Users on WhatsApp will see an option to generate a 64-digit encryption key to protect their chat backups in the cloud. Users can store the encryption key offline or in a password manager of their choice, or they can create a password that backs up their encryption key in a cloud-based “backup key vault” that WhatsApp has developed. The cloud-stored encryption key can’t be used without the user’s password, which isn’t known to WhatsApp.

“While end-to-end encrypted messages you send and receive are stored on your device, many people also want a way to back up their chats in case they lose their phone,” the company wrote in a blog post.

The feature can be accessible by navigating to Settings > Chats > Chat Backups > End-to-End Encrypted Backup (WhatsApp)

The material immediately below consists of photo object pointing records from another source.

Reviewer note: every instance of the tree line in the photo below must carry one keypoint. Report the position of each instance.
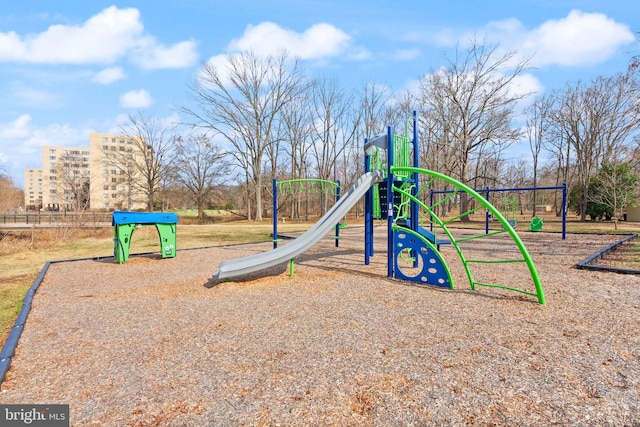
(255, 118)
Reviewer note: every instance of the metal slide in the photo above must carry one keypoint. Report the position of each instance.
(253, 263)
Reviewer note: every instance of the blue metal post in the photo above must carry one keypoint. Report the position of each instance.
(390, 248)
(415, 178)
(564, 210)
(338, 224)
(368, 214)
(275, 213)
(486, 214)
(415, 175)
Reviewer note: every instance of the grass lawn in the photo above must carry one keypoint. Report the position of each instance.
(24, 253)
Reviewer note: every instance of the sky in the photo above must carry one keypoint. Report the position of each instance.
(71, 67)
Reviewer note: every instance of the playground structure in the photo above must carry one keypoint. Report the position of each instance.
(293, 186)
(510, 205)
(393, 186)
(125, 223)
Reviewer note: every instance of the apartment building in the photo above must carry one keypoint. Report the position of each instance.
(65, 177)
(112, 175)
(78, 178)
(33, 194)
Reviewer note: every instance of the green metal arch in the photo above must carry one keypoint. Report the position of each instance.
(320, 185)
(495, 212)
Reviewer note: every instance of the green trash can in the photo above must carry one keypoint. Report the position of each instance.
(535, 224)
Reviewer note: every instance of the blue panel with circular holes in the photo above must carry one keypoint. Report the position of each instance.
(417, 262)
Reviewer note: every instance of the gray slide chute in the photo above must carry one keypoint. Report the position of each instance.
(253, 263)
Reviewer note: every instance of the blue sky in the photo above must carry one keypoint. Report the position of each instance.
(68, 68)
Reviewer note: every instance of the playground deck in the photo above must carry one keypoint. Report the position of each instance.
(155, 342)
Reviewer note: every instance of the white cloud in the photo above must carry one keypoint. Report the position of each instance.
(108, 75)
(21, 141)
(580, 38)
(179, 55)
(136, 99)
(319, 41)
(525, 83)
(103, 39)
(15, 130)
(406, 54)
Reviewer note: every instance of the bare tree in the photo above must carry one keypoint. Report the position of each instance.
(296, 119)
(471, 104)
(73, 183)
(598, 121)
(243, 101)
(200, 163)
(148, 166)
(537, 123)
(335, 124)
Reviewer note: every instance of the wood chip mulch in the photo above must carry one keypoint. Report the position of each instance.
(157, 342)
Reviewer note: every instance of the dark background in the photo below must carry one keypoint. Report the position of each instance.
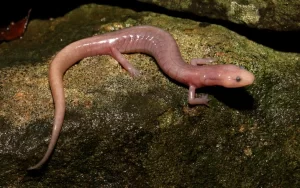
(288, 41)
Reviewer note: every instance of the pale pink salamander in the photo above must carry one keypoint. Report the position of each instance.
(144, 39)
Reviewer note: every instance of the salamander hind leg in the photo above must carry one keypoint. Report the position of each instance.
(197, 100)
(202, 61)
(124, 62)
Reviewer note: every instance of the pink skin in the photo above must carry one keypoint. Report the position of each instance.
(144, 39)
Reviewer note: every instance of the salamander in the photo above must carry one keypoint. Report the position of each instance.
(140, 39)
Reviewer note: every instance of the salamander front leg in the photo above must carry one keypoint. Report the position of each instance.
(199, 100)
(202, 61)
(124, 62)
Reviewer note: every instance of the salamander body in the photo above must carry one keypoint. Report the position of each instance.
(142, 39)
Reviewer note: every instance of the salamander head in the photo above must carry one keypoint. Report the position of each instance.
(230, 76)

As we wrote last month, the move to introduce this additional layer of privacy is significant and one that can have far-reaching implications.

Thoughts, governments?

End-to-end encryption remains a thorny topic of discussion as governments across the globe continue to lobby for backdoors. Apple was pressured to not add encryption to iCloud Backups after the FBI complained, according to Reuters, and while Google has offered users the ability to encrypt their data stored in Google Drive, the company reportedly didn’t tell governments before it rolled out the feature.

India, WhatsApp’s biggest market by users, has introduced a new law that requires the company to devise a way to make “traceability” of questionable messages possible. WhatsApp has sued the Indian government over this new mandate, and said such a requirement effectively mandates “a new form of mass surveillance.”

The UK government — which isn’t exactly a fan of encryption — recently asked messaging apps to not use end-to-end encryption for kids’ accounts. Elsewhere in the world, Australia passed controversial laws three years ago that are designed to force tech companies to provide police and security agencies access to encrypted chats.

WhatsApp declined to discuss whether it had consulted about the new feature with lawmakers or government agencies.

Privacy-focused organizations including Electronic Frontier Foundation have lauded WhatsApp’s move.

“This privacy win from Facebook-owned WhatsApp is striking in its contrast to Apple, which has been under fire recently for its plans for on-device scanning of photos that minors send on Messages, as well as of every photo that any Apple user uploads to iCloud. While Apple has paused to consider more feedback on its plans, there’s still no sign that they will include fixing one of its longstanding privacy pitfalls: no effective encryption across iCloud backups,” the organization wrote.

“WhatsApp is raising the bar, and Apple and others should follow suit.”